SpotArea then finds the ring and traces its outline. Consistently the ring has a width of at least two pixels. So, we prod pixels that are located where the spot should be until will find a ‘pool’ of negative pixels. When the pool is of a critical size, we know we have found the pool. This pool is found by using the recursive function:

 

RecursiveFill(…) Algorithm

If this pixel is not filled in (as defined by the functions parameters), fill it in and call the neighbors to let them know that they too can be filled.

 

Text Box:  pooled in spot

Return 1 + whatever the neighbors return.

 

 

Filling in the shape

Once we have our shape outlined, we just need to fill in the pixels that may have been missed by the pool.

This is done in 2 steps, vertical and horizontal filling.

 

 

 

Text Box:  filled in

Horizontal filling

Two ‘soldiers’ start at the opposite edges of a row. They start marching towards each other and stop when they either hit each other or hit a bit of filled in ‘terrain’(pixels). They then fire at each other. Any terrain not filled in between them is scorched (filled in).

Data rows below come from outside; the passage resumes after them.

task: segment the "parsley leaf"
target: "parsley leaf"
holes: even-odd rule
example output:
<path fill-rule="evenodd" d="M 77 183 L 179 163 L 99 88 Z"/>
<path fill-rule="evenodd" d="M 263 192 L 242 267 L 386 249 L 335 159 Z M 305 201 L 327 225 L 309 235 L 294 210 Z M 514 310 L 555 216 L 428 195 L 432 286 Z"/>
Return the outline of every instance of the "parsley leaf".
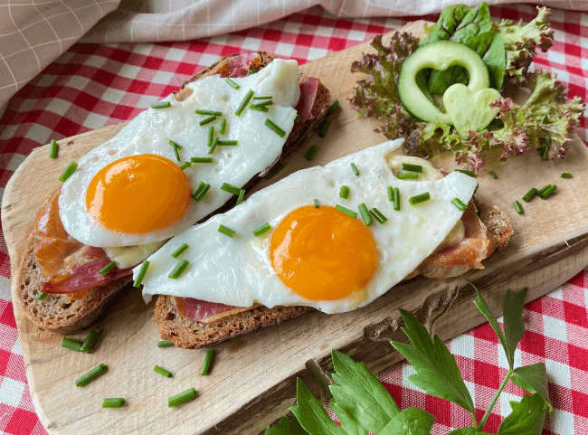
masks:
<path fill-rule="evenodd" d="M 426 411 L 410 407 L 394 416 L 378 435 L 431 435 L 435 417 Z"/>
<path fill-rule="evenodd" d="M 511 402 L 510 407 L 512 412 L 502 421 L 498 433 L 541 435 L 545 406 L 539 394 L 526 395 L 520 402 Z"/>
<path fill-rule="evenodd" d="M 428 394 L 457 403 L 474 414 L 474 403 L 461 378 L 461 374 L 445 345 L 435 336 L 431 339 L 427 329 L 408 311 L 400 309 L 404 319 L 404 334 L 413 345 L 397 341 L 394 345 L 416 370 L 408 377 L 415 385 L 426 390 Z"/>
<path fill-rule="evenodd" d="M 333 349 L 333 380 L 329 389 L 337 405 L 362 428 L 378 433 L 400 410 L 385 387 L 364 363 L 356 363 Z"/>
<path fill-rule="evenodd" d="M 513 372 L 517 376 L 520 376 L 526 385 L 530 386 L 532 390 L 543 397 L 543 400 L 545 401 L 545 403 L 549 406 L 549 411 L 554 410 L 551 401 L 549 400 L 549 392 L 547 392 L 547 370 L 545 369 L 545 364 L 544 363 L 536 363 L 531 365 L 517 367 Z M 511 379 L 513 379 L 513 382 L 518 386 L 525 388 L 521 385 L 522 383 L 519 383 L 514 381 L 515 378 Z M 527 391 L 530 390 L 526 388 L 525 389 Z"/>
<path fill-rule="evenodd" d="M 265 430 L 265 435 L 308 435 L 295 417 L 289 421 L 288 417 L 282 417 L 278 424 Z"/>
<path fill-rule="evenodd" d="M 331 401 L 330 407 L 331 411 L 335 412 L 335 415 L 337 415 L 337 418 L 339 419 L 341 427 L 345 429 L 349 435 L 367 435 L 367 430 L 359 426 L 357 421 L 353 420 L 345 411 L 339 408 L 335 401 Z"/>
<path fill-rule="evenodd" d="M 515 350 L 517 349 L 517 345 L 523 338 L 523 334 L 525 334 L 525 323 L 523 322 L 523 303 L 525 302 L 525 295 L 526 294 L 526 288 L 523 288 L 518 293 L 511 296 L 510 290 L 507 290 L 504 295 L 504 306 L 503 306 L 503 316 L 504 316 L 504 334 L 502 329 L 500 329 L 500 325 L 496 318 L 496 316 L 492 314 L 490 308 L 486 304 L 486 301 L 482 298 L 482 295 L 479 293 L 478 288 L 470 283 L 470 285 L 476 289 L 478 294 L 478 300 L 474 300 L 474 304 L 478 307 L 478 309 L 481 311 L 484 317 L 490 323 L 490 326 L 494 329 L 494 332 L 500 340 L 500 344 L 504 348 L 504 352 L 507 355 L 507 360 L 508 361 L 508 368 L 511 370 L 515 366 Z"/>
<path fill-rule="evenodd" d="M 289 426 L 288 424 L 288 417 L 282 417 L 278 424 L 272 426 L 271 428 L 268 427 L 265 430 L 265 435 L 291 435 L 291 432 L 289 431 Z"/>
<path fill-rule="evenodd" d="M 300 378 L 296 380 L 296 404 L 289 410 L 310 435 L 348 435 L 331 420 Z"/>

This operation is done on each row.

 

Vertical filling Same as horizontal but up and down instead of left and right.

 

A tally of the number of filled in pixels is returned as the area of the spot.

 

 

f. Display

window.h/window.cpp

When showImage/showFltImage is called, the Image/FltImage passed as a parameter is displayed in a window. The window does not make a copy of the image, so care must be taken to not modify the global Image while a window is open.

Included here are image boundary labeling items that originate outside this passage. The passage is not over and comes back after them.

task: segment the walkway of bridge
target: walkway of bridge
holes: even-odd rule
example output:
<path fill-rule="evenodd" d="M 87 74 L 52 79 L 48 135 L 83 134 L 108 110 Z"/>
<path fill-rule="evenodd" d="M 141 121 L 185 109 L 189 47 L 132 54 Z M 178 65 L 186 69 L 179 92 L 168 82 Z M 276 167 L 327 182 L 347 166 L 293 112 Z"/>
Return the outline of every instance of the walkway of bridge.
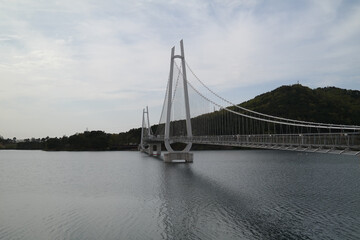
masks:
<path fill-rule="evenodd" d="M 159 123 L 151 126 L 148 109 L 143 111 L 141 150 L 153 153 L 157 146 L 159 154 L 164 143 L 169 161 L 172 153 L 192 161 L 186 154 L 193 143 L 360 155 L 360 126 L 288 119 L 234 104 L 194 74 L 185 61 L 182 41 L 180 47 L 180 55 L 175 55 L 175 47 L 171 51 Z M 180 155 L 172 148 L 176 142 L 186 144 Z"/>

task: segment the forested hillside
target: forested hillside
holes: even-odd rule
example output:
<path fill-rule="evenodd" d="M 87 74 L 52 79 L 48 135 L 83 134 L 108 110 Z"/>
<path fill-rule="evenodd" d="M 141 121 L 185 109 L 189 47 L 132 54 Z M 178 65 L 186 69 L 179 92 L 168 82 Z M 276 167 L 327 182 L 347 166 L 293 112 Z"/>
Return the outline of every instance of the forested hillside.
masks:
<path fill-rule="evenodd" d="M 281 86 L 241 106 L 279 117 L 360 125 L 360 91 L 336 87 L 311 89 L 300 84 Z"/>

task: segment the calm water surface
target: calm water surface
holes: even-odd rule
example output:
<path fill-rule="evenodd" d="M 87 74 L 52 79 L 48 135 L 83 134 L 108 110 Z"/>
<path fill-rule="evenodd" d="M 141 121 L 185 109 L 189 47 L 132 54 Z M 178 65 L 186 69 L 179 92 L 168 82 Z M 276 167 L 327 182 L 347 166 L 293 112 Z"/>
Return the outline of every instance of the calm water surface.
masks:
<path fill-rule="evenodd" d="M 0 151 L 0 239 L 360 239 L 360 158 Z"/>

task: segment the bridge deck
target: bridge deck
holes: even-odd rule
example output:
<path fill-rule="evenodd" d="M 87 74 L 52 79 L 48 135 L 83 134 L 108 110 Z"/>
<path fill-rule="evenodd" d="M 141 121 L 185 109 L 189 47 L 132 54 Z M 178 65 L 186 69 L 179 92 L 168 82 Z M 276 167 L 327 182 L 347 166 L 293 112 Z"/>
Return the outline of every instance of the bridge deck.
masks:
<path fill-rule="evenodd" d="M 163 136 L 149 137 L 145 142 L 162 142 Z M 360 133 L 225 135 L 172 137 L 172 142 L 360 155 Z"/>

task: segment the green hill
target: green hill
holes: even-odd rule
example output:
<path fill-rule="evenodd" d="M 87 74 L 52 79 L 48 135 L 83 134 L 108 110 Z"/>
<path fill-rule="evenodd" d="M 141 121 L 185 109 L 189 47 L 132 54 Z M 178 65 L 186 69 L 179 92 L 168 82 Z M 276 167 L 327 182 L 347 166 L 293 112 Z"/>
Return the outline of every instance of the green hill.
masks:
<path fill-rule="evenodd" d="M 360 91 L 336 87 L 311 89 L 281 86 L 240 104 L 278 117 L 304 121 L 360 125 Z"/>

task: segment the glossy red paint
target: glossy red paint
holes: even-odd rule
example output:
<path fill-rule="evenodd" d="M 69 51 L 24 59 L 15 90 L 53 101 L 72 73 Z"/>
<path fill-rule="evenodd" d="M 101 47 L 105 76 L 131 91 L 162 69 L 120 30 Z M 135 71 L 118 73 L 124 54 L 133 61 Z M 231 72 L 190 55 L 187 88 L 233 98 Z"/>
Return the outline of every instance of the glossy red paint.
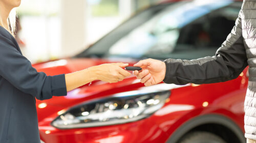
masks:
<path fill-rule="evenodd" d="M 176 1 L 163 1 L 163 3 Z M 129 63 L 130 66 L 133 66 L 138 61 L 65 59 L 36 64 L 34 67 L 39 72 L 54 75 L 75 72 L 104 63 L 120 62 Z M 165 105 L 149 118 L 138 121 L 67 130 L 52 126 L 51 123 L 58 117 L 58 112 L 63 112 L 73 106 L 144 87 L 134 76 L 116 83 L 93 81 L 90 86 L 87 84 L 69 92 L 67 96 L 36 101 L 41 138 L 46 143 L 166 142 L 187 122 L 196 117 L 212 114 L 231 120 L 244 132 L 243 104 L 248 85 L 247 70 L 246 68 L 238 78 L 225 82 L 201 85 L 189 84 L 183 87 L 169 84 L 173 88 L 171 88 L 170 96 Z M 45 106 L 39 108 L 42 103 Z"/>
<path fill-rule="evenodd" d="M 111 62 L 113 61 L 67 59 L 37 64 L 34 67 L 38 71 L 52 75 Z M 131 65 L 134 63 L 130 63 Z M 51 122 L 58 116 L 58 111 L 86 101 L 144 87 L 143 84 L 136 82 L 133 76 L 117 83 L 94 81 L 90 87 L 86 85 L 70 92 L 67 96 L 54 97 L 46 101 L 37 100 L 37 107 L 42 103 L 47 105 L 44 108 L 37 108 L 40 136 L 47 143 L 165 142 L 184 123 L 194 117 L 208 114 L 225 116 L 243 130 L 243 101 L 248 81 L 246 70 L 233 80 L 208 84 L 190 84 L 173 89 L 163 107 L 150 117 L 139 121 L 68 130 L 60 130 L 52 126 Z M 204 107 L 204 103 L 208 103 L 208 105 L 205 103 Z"/>

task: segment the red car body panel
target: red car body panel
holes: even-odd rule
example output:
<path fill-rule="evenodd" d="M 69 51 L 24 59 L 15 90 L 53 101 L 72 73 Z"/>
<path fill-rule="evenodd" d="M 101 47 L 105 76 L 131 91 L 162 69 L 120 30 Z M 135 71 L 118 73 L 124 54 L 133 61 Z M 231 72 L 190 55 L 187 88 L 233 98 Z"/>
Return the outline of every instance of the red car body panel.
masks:
<path fill-rule="evenodd" d="M 67 73 L 108 61 L 97 59 L 66 59 L 37 64 L 34 67 L 49 75 Z M 49 64 L 50 63 L 50 64 Z M 130 64 L 133 65 L 135 62 Z M 115 83 L 93 82 L 68 93 L 67 96 L 36 101 L 47 106 L 37 108 L 39 128 L 46 142 L 165 142 L 186 121 L 204 115 L 218 114 L 231 119 L 243 130 L 243 101 L 247 86 L 247 69 L 237 79 L 225 82 L 195 85 L 171 90 L 169 100 L 150 117 L 124 124 L 60 130 L 51 125 L 57 112 L 84 101 L 143 87 L 131 76 Z M 171 86 L 172 84 L 170 84 Z M 186 92 L 189 91 L 189 92 Z M 208 103 L 204 107 L 203 103 Z M 114 141 L 114 142 L 113 142 Z"/>
<path fill-rule="evenodd" d="M 180 1 L 163 3 L 174 1 Z M 33 66 L 38 72 L 54 75 L 104 63 L 120 62 L 133 66 L 138 61 L 66 59 Z M 69 92 L 67 96 L 54 97 L 45 101 L 37 100 L 41 139 L 46 143 L 166 142 L 185 123 L 206 115 L 218 115 L 230 119 L 244 132 L 243 105 L 248 85 L 247 70 L 246 68 L 237 79 L 224 82 L 185 86 L 169 84 L 170 96 L 161 109 L 147 118 L 123 124 L 61 130 L 51 123 L 60 113 L 85 101 L 144 87 L 134 76 L 111 84 L 94 81 L 90 86 L 87 84 Z M 46 106 L 39 108 L 43 103 Z"/>

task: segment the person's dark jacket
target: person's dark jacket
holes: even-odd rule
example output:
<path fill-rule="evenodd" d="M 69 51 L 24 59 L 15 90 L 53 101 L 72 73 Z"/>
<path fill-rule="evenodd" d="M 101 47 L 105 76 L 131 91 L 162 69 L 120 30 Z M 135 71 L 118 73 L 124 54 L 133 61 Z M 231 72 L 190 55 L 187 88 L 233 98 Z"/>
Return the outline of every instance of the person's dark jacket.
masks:
<path fill-rule="evenodd" d="M 245 137 L 256 140 L 256 1 L 245 0 L 231 33 L 215 56 L 191 61 L 167 59 L 164 82 L 185 84 L 237 78 L 249 65 L 244 109 Z"/>
<path fill-rule="evenodd" d="M 0 26 L 0 142 L 39 143 L 35 97 L 66 95 L 65 75 L 37 72 Z"/>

The function references the static boolean variables s_gridShown, s_shrinkFactor to determine how the Image should be shown. These variables are set using babyfunctions.

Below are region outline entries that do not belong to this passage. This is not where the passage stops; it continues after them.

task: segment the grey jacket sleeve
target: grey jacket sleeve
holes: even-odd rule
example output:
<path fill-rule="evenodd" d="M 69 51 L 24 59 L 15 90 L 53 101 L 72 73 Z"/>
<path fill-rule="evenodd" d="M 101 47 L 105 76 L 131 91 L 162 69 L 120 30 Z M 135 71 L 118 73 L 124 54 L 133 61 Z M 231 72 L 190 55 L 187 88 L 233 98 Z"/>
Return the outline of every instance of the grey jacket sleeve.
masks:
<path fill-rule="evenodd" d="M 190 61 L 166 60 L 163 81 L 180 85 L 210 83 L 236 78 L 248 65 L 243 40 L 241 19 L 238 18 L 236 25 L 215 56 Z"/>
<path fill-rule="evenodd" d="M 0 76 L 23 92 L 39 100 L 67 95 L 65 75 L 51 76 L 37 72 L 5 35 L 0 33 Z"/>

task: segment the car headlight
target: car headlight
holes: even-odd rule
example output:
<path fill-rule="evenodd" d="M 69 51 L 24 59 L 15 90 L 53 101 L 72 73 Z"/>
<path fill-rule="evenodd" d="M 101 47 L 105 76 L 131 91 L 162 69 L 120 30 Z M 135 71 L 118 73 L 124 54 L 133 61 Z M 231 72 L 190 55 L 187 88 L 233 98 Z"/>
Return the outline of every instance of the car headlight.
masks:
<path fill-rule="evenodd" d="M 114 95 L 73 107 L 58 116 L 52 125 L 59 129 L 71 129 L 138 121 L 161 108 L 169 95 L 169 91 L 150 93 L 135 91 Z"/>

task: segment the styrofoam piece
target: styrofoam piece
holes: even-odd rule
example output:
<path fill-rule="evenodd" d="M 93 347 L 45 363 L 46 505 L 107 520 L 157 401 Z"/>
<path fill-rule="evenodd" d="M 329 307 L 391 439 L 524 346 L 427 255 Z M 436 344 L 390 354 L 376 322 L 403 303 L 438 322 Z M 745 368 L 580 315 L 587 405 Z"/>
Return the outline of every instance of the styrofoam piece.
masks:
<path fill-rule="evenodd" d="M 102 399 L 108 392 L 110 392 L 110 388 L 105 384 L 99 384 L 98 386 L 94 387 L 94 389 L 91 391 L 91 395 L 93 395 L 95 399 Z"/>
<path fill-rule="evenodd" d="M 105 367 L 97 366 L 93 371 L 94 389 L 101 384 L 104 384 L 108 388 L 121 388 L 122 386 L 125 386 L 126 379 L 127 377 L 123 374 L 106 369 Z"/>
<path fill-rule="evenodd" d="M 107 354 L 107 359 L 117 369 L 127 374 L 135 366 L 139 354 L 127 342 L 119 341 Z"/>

We use the windows API for windows management. 

KillWindow() sends a WM_CLOSE message to the window and then makes the window active so that the window will close immediately.

There are handy functions used for debugging. ShowCirlces, for example, shows the spots location and size of the spots. ShowFltImage displays a normalized version of an image represented by floats.

There are a few static variables to keep track of where the user has clicked on the screen. These are accessed by a simple function and set by WM_<EVENTs>.

 

In the actual DLL ShowImage opens a new thread to display the window in. This way POGO does not get locked up when it is run. You cannot run a thread with _stdcall, so we cast showImage to _cdecl.

 

 

g. MetaImage

vision.h/vision.cpp

The metaImage is stored as a static variable in vision.cpp. Each tile is specified by three coordinates <row, col, channel>. Whenever the global Image is added to the metaImage, the Image is copied. The pointer to the new, copied image is put into the metaImage.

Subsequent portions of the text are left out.